Chameleon Enthusiast
Ok, so, for the record, I am both young, impulsive, AND busy. I have WANTED a chameleon since I was 9, but didn't do much research as I figured they were just like any other lizard. I went to the reptile show in pamona, a lone behold, the opportunity to get a chameleon presented itself... Again, being impulsive, I bought a Fischer's chameleon... And a small little tank for him. So now I had a lizard that I knew nothing about, and tiny little glass tank... That night I researched and realized I wasn't quite doing it right. That's when the impulsiveness worked for good instead of evil, because I got the clever idea of building a cage for him instead of keeping him in the little glass prison. So literally minutes later I was on my way to home depot buying supplies. I then spent 12 hours straight working on the cage. Soon after I did some more research and found out everything i needed to know about their diet. I then went out and got my little buddy calcium supplements and everything he could possibly need. Now my 3 inch Fischer's chameleon has a 4ft by 3ft by 2ft cage and is happy and healthy, and that's not self diagnosed, breeders and experts have told me so.
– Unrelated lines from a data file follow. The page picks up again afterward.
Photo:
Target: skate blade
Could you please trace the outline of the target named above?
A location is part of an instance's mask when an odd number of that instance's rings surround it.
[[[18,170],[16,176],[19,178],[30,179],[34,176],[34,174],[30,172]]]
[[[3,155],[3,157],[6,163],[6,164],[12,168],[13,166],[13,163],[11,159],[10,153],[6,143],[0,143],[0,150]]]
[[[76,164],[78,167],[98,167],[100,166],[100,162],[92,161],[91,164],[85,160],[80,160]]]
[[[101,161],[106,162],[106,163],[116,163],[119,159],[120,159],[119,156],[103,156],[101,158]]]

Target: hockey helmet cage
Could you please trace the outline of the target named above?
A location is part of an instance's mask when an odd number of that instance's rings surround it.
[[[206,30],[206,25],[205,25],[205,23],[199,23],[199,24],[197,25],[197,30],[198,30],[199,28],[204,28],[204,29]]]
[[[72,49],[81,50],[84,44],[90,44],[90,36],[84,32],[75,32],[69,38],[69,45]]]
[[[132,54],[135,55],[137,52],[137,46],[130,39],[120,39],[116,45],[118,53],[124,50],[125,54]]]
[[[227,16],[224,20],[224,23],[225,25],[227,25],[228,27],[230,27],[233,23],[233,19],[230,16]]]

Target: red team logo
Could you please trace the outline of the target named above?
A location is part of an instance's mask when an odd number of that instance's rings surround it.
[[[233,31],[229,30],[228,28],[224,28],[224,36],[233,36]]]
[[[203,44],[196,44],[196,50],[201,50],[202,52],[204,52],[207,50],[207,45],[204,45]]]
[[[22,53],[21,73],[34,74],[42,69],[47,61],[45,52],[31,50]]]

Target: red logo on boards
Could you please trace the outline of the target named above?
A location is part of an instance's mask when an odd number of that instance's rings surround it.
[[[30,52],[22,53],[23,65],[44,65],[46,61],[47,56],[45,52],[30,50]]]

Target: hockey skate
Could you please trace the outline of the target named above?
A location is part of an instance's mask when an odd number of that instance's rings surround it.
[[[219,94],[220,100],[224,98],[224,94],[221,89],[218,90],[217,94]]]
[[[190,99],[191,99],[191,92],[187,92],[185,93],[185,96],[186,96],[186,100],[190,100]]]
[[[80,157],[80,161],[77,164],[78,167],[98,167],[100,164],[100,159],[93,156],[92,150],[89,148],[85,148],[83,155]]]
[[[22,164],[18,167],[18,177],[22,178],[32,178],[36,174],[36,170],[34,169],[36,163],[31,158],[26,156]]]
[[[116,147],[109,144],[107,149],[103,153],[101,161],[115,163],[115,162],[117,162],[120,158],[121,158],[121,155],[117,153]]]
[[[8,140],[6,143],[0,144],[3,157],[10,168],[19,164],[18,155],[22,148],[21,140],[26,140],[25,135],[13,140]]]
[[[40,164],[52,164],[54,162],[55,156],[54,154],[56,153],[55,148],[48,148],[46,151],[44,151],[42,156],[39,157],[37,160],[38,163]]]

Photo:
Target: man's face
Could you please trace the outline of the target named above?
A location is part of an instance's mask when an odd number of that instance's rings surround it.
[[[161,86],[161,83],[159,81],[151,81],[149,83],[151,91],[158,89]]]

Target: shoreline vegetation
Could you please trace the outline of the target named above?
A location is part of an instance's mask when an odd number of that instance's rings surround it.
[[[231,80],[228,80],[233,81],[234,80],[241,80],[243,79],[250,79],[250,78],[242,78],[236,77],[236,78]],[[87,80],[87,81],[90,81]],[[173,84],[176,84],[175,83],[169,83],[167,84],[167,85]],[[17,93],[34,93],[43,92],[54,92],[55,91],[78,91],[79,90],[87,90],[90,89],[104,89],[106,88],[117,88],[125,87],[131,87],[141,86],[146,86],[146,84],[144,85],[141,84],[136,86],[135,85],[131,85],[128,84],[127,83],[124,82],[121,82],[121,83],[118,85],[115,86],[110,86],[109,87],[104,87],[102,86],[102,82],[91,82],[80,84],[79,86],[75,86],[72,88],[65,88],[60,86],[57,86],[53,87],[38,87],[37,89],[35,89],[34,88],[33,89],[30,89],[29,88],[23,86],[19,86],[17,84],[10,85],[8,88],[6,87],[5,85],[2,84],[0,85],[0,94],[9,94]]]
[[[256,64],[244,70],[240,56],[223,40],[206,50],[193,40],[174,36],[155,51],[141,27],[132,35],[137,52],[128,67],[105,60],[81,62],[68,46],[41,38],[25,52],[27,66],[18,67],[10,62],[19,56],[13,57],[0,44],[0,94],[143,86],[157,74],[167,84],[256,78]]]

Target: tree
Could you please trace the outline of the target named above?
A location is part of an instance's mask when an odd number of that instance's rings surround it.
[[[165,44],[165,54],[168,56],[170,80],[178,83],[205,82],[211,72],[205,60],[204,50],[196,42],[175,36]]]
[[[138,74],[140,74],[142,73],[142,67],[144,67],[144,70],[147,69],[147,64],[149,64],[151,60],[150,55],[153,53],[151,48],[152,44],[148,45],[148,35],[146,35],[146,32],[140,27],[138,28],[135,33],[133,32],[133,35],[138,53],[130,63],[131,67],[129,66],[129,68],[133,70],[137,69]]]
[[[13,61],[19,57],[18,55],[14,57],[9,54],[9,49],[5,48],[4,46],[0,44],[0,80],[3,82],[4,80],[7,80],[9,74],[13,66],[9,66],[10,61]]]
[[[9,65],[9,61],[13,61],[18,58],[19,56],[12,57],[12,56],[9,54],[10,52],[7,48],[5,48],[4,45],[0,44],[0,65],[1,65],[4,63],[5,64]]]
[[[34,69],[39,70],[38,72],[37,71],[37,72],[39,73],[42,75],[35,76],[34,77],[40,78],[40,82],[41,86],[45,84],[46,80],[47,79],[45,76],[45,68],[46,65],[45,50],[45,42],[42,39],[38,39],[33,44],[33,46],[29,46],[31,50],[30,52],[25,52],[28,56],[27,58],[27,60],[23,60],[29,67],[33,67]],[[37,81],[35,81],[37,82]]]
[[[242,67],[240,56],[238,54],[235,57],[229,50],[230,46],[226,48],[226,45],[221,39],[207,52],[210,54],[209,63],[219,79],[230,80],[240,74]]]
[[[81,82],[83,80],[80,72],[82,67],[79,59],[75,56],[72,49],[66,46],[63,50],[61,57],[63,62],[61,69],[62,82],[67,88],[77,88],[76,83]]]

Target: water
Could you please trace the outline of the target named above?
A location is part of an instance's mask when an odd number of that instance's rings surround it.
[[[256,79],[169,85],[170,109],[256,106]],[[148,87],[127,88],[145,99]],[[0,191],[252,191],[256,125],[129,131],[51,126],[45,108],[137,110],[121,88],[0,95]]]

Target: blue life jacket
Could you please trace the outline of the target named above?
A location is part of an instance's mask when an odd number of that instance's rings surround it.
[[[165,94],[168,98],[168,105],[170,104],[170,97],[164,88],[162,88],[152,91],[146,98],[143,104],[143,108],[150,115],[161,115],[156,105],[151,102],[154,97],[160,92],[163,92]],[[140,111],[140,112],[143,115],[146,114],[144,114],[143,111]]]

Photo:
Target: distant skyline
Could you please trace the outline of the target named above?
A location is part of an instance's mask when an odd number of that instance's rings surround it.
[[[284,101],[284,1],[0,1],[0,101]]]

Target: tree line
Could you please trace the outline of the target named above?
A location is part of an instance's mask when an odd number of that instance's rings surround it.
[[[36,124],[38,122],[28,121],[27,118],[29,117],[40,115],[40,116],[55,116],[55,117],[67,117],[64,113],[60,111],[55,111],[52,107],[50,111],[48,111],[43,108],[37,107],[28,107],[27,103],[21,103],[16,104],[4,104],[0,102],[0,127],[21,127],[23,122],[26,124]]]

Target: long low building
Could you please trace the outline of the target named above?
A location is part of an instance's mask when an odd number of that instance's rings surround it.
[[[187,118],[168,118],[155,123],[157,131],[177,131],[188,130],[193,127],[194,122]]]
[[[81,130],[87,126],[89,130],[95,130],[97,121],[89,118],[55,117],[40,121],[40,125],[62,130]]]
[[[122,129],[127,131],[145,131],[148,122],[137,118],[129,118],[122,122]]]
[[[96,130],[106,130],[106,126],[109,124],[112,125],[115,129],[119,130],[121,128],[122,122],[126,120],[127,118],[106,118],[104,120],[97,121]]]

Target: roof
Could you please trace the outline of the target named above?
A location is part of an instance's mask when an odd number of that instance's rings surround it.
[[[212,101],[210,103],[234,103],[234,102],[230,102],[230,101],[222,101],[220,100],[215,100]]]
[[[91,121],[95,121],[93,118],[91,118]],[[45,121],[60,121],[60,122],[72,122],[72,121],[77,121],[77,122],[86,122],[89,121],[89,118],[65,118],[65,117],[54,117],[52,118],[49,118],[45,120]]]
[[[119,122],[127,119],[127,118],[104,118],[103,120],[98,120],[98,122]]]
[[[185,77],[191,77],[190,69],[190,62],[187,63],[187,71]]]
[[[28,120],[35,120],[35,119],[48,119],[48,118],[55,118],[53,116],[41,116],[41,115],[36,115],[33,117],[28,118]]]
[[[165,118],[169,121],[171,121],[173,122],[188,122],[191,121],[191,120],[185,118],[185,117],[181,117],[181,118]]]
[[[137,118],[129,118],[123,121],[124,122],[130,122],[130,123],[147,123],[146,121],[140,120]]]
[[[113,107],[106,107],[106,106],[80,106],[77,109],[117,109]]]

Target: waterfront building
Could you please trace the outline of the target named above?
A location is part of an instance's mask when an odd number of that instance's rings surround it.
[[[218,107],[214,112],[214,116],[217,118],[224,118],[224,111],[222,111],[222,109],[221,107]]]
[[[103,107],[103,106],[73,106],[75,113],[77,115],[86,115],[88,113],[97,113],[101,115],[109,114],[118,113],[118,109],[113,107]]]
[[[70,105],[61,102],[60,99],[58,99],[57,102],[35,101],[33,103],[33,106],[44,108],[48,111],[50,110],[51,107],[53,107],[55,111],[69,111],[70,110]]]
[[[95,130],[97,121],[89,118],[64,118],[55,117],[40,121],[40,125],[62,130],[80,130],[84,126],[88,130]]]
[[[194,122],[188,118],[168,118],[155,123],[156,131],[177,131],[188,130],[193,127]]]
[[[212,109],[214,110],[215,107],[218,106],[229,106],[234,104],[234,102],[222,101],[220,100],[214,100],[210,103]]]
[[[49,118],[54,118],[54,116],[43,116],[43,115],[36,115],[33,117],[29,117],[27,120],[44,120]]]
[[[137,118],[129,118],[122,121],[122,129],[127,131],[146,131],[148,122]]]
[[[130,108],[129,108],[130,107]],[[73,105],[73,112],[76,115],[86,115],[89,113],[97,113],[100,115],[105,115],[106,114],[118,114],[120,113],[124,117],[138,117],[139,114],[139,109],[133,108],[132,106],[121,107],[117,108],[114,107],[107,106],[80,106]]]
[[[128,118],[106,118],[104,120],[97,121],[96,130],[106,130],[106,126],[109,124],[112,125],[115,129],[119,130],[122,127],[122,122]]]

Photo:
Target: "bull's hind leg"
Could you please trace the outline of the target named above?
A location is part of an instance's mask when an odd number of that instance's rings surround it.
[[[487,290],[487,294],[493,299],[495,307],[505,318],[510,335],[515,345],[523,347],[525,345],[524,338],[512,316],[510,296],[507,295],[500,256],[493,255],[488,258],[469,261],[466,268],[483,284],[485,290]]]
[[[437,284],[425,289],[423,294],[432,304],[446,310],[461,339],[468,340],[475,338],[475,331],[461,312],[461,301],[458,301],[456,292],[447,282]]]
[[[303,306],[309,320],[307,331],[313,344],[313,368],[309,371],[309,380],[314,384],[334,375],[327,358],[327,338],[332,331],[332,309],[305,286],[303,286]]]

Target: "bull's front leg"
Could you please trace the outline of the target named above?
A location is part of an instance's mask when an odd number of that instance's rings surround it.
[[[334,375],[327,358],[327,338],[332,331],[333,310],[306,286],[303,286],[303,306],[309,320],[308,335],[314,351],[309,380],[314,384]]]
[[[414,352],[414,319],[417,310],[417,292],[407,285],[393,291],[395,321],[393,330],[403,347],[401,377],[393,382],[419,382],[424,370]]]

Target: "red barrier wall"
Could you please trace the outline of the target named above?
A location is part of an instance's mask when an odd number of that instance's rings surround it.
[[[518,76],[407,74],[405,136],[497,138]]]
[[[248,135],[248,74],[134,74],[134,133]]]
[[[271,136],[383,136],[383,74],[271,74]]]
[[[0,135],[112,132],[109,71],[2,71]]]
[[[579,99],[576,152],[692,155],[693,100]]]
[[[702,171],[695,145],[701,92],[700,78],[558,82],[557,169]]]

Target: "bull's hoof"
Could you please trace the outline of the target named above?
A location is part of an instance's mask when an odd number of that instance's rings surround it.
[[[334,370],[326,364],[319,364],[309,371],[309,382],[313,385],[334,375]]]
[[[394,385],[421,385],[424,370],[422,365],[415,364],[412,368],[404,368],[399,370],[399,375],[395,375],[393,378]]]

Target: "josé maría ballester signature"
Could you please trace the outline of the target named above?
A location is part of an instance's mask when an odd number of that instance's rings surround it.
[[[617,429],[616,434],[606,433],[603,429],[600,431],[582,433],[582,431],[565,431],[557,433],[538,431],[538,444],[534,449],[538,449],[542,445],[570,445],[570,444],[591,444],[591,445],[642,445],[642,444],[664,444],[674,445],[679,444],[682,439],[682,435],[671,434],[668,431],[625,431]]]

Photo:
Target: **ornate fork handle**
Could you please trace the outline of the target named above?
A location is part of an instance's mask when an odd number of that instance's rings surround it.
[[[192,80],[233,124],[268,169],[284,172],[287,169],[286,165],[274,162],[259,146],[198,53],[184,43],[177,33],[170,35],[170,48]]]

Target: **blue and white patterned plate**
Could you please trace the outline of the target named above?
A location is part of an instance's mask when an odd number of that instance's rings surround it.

So there's an example of a completly inexperienced, impulsive, young keeper winding up to he great at the hobby. Will this be the case very often? Probably not. BUT it is wrong to say an impulsive person should be scared out of buying something that could bring them great joy. Instead of scaring them, perhaps it would be better to inform them on what will be required of them to avoid the last minute rushing. Anyway, Moral of the story: DONT DISS THE IMPULSIVE AND SAY WE CAN'T HAVE A CHAMELEON!!!
I never said ALL like you shouldn't have a cham. You were the exception who questioned before your cham was half dead, researched, perservered, and gave your cham a great home.